SEO Complaints: Find Fast Solutions using Webmaster Tools
There are TONS of questions and complaints heard around the SEO community. This post touches on three biggies:
1. How can I get more links?
2. Where did my rankings go?
3. Why isn’t Google indexing my pages?
How can i get more links?
Every website wants fast links, but the quality kind that Google likes. Anyone can outsource linkbuilding and have a company fetch 1000 links overnight and most likely get your site penalized a short time thereafter. So how do you get quality links?
Webmaster Tools provides two ways to get link value that is being discarded by your site. The first is through the “Not Found” page that lists a 404 report. It’s normal to discover 404 pages and they’ll show up for a variety of reasons:
1. Some pages were left out of a site relaunch.

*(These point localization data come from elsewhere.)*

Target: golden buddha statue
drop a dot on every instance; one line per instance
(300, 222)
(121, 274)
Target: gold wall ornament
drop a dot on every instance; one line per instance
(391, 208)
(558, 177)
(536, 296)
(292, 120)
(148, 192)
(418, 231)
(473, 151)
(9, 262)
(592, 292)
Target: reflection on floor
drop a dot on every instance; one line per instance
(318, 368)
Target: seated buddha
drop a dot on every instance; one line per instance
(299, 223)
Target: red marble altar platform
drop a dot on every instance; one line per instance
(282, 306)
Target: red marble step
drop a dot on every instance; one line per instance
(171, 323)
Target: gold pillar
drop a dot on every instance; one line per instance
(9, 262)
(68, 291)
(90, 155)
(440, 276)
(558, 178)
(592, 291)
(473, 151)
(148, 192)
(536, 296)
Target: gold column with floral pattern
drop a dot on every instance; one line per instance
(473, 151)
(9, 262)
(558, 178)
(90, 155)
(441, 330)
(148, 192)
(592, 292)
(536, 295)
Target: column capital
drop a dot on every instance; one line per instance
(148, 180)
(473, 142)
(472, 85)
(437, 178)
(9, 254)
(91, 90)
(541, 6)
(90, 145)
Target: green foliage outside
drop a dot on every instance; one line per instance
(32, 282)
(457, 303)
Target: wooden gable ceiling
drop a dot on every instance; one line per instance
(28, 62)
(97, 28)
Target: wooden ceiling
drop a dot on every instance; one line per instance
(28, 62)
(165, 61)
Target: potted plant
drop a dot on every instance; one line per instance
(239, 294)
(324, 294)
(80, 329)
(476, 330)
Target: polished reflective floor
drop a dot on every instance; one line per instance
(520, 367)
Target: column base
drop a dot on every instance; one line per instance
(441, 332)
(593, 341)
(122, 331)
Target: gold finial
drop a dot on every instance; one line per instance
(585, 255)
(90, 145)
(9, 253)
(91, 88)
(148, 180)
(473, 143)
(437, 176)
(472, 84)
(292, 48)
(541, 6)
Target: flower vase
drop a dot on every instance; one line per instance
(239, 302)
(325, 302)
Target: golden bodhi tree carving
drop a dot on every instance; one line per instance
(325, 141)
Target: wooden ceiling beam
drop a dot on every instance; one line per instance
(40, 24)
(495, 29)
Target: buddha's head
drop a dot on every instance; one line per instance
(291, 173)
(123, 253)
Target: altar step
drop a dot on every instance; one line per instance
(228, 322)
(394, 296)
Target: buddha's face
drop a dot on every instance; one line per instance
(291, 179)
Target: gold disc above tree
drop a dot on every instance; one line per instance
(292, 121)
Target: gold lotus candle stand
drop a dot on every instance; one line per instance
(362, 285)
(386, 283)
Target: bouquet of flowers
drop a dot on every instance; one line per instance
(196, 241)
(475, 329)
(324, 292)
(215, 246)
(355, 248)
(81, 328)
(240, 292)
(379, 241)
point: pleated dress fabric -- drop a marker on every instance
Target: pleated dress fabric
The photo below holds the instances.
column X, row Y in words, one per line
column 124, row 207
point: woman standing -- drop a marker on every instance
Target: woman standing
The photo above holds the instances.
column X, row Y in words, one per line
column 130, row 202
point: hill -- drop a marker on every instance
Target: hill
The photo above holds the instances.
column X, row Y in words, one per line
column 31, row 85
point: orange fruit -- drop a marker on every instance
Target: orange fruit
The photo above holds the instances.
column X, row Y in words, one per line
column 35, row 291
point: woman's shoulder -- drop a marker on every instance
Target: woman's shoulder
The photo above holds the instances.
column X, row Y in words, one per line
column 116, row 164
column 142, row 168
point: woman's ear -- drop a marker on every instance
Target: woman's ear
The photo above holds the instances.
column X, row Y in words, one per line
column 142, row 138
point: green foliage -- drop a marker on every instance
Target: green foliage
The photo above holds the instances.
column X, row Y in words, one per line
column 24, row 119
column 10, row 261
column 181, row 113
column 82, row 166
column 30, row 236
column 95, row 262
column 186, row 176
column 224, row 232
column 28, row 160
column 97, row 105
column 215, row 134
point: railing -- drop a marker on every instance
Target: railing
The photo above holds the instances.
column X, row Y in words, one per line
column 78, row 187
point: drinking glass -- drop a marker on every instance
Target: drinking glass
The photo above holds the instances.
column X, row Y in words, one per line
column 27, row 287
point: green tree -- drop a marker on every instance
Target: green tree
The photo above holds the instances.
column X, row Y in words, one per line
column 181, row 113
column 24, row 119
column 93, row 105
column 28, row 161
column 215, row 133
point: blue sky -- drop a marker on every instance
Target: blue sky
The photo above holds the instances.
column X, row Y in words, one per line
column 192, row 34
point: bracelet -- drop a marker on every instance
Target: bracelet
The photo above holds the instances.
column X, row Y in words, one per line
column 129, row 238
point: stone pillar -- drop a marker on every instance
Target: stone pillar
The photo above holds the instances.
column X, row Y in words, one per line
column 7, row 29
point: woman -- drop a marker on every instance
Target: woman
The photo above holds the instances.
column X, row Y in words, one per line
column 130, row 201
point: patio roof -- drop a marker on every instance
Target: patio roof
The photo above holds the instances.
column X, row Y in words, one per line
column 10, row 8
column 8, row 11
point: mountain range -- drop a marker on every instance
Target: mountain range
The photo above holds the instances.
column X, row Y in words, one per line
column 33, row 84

2. Old news articles, case studies, or white papers have been taken down.
3. Products or services pages were taken down because they are no longer offered.
4. URL structure of the site was changed.
If it’s a number above or any other reason, make the most of the links that were pointing to these pages. There could be dozens of links that need to be 301 redirected to an updated page or the homepage that are currently being wasted.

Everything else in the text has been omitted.